The health secretary is to be given the power to intervene in “particular cases” of “significant failure” by the NHS Commissioning Board, under the newly amended Health Bill.

The alteration was announced as the Department of Health admitted it would be making further changes to the bill, in addition to the 181 amendments tabled last week.

A well-placed source said a further round of changes would be tabled at the report stage of the bill, covering the failure regime for trusts, and patient confidentiality and information.

A briefing paper published on the first round of amendments says the health secretary will be able to intervene in “particular cases”, in the event of a “significant failure” by the board.

The document states: “It may be appropriate… for the secretary of state to intervene in a particular case if he is to discharge his own duty to promote a comprehensive health service.”

It says that such a power could be exercised if the board failed to allocate funds to a particular commissioning group, or if it did not commission a particular service that it had a statutory duty to commission.

NHS Confederation chief executive Mike Farrar told HSJ that the change represented a philosophical shift from the original proposals for the NHS Commissioning Board, which was planned to be “free from political interference”.

He said the measure would ensure that the secretary of state was ultimately accountable for the NHS.

He said although the power was intended to be “benign”, “there is a danger that if it is used inappropriately that you could be over-centralising, and not having the benefits of an effectively independent commissioning board”.

A senior DH source told HSJ that the change was a “backstop power” intended to cover extremely unlikely events such as the commissioning board “going AWOL” and failing to allocate funding to a commissioning group.

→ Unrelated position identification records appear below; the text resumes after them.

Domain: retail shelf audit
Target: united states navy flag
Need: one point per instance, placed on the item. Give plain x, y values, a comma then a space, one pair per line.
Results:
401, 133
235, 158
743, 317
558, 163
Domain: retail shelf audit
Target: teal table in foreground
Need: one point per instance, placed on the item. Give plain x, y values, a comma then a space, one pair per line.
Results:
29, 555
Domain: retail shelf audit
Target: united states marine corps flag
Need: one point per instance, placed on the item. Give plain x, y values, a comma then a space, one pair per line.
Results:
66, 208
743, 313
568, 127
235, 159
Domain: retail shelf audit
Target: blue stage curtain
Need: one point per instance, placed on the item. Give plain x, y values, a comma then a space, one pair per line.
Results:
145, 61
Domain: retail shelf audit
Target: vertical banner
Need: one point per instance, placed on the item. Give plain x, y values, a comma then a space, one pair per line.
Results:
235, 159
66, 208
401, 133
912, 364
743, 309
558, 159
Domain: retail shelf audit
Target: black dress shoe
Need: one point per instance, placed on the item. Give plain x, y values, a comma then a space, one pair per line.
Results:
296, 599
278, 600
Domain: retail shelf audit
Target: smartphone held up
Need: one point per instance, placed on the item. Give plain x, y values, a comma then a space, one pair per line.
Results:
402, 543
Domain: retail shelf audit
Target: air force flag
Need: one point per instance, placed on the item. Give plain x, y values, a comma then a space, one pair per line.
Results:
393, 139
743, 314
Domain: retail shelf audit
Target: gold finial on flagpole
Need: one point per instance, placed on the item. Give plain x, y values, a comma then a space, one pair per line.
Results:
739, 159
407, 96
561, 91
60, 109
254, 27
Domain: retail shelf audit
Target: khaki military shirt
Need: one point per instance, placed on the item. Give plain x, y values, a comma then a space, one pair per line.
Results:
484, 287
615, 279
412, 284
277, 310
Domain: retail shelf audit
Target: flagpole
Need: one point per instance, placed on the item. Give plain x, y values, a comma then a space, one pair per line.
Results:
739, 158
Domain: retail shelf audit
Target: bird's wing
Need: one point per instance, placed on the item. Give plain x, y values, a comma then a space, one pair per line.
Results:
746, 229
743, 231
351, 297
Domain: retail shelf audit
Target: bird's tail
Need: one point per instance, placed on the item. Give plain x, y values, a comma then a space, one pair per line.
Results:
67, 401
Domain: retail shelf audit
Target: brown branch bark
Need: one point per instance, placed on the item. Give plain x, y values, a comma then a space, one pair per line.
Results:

The source added that it was not the intent of the bill to allow the health secretary to intervene in any case which became politically contentious. “We’re not talking about provider failure at all,” the source said.

Other amendments to the bill cover the “quality premiums” designed to influence commissioning behaviour. It had already been announced that these premiums must be used to reward commissioning that “improves the quality of patient care.” The briefing adds that CCGs must “publish details of how the payments have been used” and that they cannot be paid in advance.

Such payments have been opposed by the British Medical Association, which said they could be used to incentivise GPs to withdraw treatment.

Capsticks partner Gerard Hanratty said despite the amendments the payment could still be used to cut down GPs’ referrals. “Any such reduction could form part of improving the quality of services which a patient receives in the community,” he said.

There will also be new requirements for CCGs to “promote innovation”.

Bevan Brittan LLP partner David Owens highlighted amendments which he said resulted in an “over prescriptive” process for CCGs to consult health and wellbeing boards on their plans.

He said: “It is terribly prescriptive and the danger is it will tend towards making CCGs more bureaucratic – rather than the fleet of foot organisations some of them would like to be.”

CCGs will also have to “include provision for meetings of governing bodies to be open to the public, except where the consortium considers that it would not be in the public interest to permit members of the public to attend”.

However, it is unclear whether the amendments required openness in the same way as it is applied to NHS trusts and primary care trusts, through the Public Bodies (Admission to Meetings) Act 1960, Mr Owens said.

He also raised doubts as to whether the amendments regarding the role of Monitor were “substantive”.

Mr Owens said: “They have changed the emphasis – but Monitor is still going to have concurrent powers under the Competition Act with the Office of Fair Trading. That implies the expectation is competition law is going to apply to providers.”